Denote the polynomial to be factored by $f(x) \in \mathbb{Z}[x]$. Here is a rough overview of what is done in the Berlekamp-Zassenhaus algorithm:
- Assume $f(x)$ is primitive and square-free.
- Choose suitable prime $p$.
- One then factors $h(x)$ in a way such that $f(x) = \prod_{i = 1}^{r}{u_i(x)}$ over $\mathbb Z_p$, and $\operatorname{lc} u_1(x) = \operatorname{lc} f(x) \bmod{p}$ while $\operatorname{lc} u_2(x) = \dots = \operatorname{lc} u_r(x) = 1$.
- Then the factors are (quadratically) Hensel lifted to modulo $p^K$ for suitably large $K$, so that $f(x) \equiv \prod u_i^{(K)} \bmod p^K$ and preserving the $\operatorname{lc}$ properties in modulo $p^K$. (Here $u_i^{(K)}(x)$, $i = 1, \dots, r$, are the lifted factors).
Finally, one attempts to retrive the factors in $\mathbb Z[x]$ from these $u_i^{(K)}(x)$. This is done (essentially) by testing whether various combinations of $u_i^{(K)}(x)$ divide $f(x)$. Here is an example pseudocode from Computing, Suppl. 4, 95–113 (1982) by E. Kalfoten:
Question
Notice that at first, $h(x) := f(x)$. This is updated if a factor $g(x)$ is found to $h(x) / g(x)$.
In the forall loop, instead of simply taking combinations of $u_i^{(K)}(x)$ and testing for divisibility, one further multiplies the combination of $u_i^{(K)}(x)$ by $\operatorname{lc} h(x)$, reduces modulo $p^K$, and takes the primitive part. I can see that taking the primitive part can only be advantageous (and is compulsory because $f(x)$ is primitive, for instance).

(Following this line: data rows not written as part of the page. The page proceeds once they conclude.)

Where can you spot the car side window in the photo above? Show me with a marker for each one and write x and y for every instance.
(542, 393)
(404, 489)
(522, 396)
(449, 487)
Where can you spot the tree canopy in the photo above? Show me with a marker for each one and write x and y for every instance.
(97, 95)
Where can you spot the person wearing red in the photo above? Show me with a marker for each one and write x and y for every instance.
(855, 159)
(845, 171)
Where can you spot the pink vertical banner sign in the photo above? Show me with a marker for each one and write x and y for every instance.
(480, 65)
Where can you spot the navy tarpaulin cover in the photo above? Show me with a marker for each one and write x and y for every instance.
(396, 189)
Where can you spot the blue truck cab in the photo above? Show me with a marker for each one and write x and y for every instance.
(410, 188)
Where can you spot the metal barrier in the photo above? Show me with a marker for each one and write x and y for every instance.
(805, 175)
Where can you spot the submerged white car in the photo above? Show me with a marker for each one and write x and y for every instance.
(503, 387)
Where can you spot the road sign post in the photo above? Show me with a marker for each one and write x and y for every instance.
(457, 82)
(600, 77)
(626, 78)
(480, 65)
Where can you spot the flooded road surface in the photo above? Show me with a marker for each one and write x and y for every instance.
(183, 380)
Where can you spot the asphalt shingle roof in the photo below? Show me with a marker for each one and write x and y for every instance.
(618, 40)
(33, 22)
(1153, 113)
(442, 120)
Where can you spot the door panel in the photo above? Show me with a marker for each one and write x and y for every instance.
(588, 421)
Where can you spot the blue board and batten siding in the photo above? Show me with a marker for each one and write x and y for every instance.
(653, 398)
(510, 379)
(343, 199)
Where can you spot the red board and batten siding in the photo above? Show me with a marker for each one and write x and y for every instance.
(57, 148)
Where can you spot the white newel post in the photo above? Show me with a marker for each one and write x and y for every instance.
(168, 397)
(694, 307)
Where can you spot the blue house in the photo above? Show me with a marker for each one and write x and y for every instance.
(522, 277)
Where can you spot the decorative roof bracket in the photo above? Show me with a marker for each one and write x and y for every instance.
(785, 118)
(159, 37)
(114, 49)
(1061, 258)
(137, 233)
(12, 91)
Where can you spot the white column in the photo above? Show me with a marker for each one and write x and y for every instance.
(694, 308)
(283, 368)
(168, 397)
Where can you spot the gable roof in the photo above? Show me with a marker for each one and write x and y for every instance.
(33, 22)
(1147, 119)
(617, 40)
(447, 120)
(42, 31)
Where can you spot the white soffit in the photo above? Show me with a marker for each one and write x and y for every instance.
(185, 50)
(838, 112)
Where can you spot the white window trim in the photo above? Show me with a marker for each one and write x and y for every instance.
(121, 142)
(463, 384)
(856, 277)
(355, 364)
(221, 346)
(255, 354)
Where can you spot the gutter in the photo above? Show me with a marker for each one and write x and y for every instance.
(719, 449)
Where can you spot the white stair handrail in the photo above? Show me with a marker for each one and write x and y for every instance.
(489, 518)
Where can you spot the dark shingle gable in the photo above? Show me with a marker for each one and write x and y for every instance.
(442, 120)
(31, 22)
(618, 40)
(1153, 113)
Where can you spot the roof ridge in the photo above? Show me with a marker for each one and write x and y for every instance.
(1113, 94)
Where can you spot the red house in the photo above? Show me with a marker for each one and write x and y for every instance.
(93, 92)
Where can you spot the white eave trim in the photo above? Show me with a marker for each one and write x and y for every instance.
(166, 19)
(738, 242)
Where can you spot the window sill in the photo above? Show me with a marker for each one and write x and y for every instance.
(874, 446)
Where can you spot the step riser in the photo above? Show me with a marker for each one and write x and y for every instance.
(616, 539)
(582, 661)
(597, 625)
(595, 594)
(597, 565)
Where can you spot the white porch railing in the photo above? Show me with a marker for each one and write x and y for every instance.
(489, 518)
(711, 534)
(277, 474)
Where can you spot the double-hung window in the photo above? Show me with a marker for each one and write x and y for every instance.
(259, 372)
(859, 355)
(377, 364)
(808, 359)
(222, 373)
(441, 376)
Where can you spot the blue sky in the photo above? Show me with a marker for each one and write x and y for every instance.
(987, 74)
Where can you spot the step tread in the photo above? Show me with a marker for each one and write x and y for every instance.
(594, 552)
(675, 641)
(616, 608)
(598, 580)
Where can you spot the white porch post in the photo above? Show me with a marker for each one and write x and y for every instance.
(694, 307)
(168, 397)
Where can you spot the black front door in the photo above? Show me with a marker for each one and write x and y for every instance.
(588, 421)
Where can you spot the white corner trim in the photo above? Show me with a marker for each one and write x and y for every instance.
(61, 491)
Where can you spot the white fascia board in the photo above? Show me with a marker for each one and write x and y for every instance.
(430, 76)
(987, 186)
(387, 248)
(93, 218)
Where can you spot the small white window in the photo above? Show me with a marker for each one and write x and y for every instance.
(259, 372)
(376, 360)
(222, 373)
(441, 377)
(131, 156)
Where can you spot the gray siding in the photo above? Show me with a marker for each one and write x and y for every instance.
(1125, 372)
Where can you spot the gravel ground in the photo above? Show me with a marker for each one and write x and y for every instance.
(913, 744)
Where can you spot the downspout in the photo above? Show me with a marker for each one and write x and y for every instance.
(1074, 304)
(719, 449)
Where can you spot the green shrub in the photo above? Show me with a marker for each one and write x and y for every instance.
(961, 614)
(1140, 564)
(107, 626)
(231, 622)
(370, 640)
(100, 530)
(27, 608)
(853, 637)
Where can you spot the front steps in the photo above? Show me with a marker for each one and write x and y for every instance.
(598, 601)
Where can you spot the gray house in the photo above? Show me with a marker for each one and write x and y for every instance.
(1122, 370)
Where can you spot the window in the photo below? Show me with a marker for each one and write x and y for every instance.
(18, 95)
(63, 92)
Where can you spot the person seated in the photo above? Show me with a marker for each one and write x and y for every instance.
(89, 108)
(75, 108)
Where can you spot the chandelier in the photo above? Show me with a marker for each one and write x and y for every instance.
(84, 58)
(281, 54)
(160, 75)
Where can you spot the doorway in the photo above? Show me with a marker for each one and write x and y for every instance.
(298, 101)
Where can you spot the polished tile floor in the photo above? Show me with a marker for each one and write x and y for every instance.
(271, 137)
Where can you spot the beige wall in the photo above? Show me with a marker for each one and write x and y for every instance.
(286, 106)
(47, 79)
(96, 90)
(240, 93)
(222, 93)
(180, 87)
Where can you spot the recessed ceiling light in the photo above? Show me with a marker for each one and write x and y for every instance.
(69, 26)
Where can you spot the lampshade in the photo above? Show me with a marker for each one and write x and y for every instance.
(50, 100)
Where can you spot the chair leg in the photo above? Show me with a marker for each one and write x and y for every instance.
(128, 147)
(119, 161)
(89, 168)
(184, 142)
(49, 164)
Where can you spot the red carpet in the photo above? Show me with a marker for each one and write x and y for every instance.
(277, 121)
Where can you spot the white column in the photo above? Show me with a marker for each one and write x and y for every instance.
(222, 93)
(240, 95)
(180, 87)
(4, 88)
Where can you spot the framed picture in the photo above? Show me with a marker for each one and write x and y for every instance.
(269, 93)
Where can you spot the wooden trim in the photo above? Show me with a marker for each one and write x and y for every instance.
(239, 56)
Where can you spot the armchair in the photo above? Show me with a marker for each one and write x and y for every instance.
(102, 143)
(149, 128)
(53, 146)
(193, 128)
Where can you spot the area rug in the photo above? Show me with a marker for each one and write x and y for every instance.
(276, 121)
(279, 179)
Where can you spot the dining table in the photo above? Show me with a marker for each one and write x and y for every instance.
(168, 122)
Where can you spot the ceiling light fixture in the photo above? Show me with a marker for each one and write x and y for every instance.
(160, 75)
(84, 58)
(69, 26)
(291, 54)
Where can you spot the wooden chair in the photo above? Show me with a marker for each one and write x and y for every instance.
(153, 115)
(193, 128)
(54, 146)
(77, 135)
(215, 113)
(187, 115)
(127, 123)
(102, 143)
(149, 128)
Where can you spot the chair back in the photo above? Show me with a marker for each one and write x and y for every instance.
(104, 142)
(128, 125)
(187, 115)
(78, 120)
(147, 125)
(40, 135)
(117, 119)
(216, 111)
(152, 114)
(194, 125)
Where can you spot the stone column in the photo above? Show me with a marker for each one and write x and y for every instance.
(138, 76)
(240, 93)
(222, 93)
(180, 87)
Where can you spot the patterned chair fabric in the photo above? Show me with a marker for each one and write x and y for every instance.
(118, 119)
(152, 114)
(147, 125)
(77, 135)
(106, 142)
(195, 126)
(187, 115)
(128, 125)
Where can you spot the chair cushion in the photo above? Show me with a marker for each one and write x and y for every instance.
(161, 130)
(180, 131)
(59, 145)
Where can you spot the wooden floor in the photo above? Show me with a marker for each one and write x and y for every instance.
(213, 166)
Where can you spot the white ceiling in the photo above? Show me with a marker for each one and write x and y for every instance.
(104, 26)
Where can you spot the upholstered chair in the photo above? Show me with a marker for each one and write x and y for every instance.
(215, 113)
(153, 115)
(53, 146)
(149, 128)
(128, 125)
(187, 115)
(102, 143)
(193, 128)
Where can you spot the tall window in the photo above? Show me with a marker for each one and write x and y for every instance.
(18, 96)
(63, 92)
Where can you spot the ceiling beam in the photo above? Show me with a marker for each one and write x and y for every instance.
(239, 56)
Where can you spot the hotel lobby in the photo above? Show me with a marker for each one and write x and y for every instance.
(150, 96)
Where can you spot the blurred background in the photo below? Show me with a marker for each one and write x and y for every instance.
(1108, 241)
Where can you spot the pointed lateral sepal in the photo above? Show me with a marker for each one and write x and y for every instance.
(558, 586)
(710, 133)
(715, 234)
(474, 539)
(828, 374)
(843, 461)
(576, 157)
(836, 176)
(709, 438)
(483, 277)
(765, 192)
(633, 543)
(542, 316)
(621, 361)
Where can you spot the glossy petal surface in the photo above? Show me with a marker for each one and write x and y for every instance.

However, why multiplying by $\operatorname{lc} h(x)$ guarantees success is unclear to me.
I have seen specific examples where without this multiplication the factors of $f(x)$ are not retrieved, and with the multiplication, they are retrived.
- However, what is the rigorous yet assumingly simple explanation why the multiplication by $\operatorname{lc} h(x)$ and reducing modulo $p^K$ works? Why does it fix things?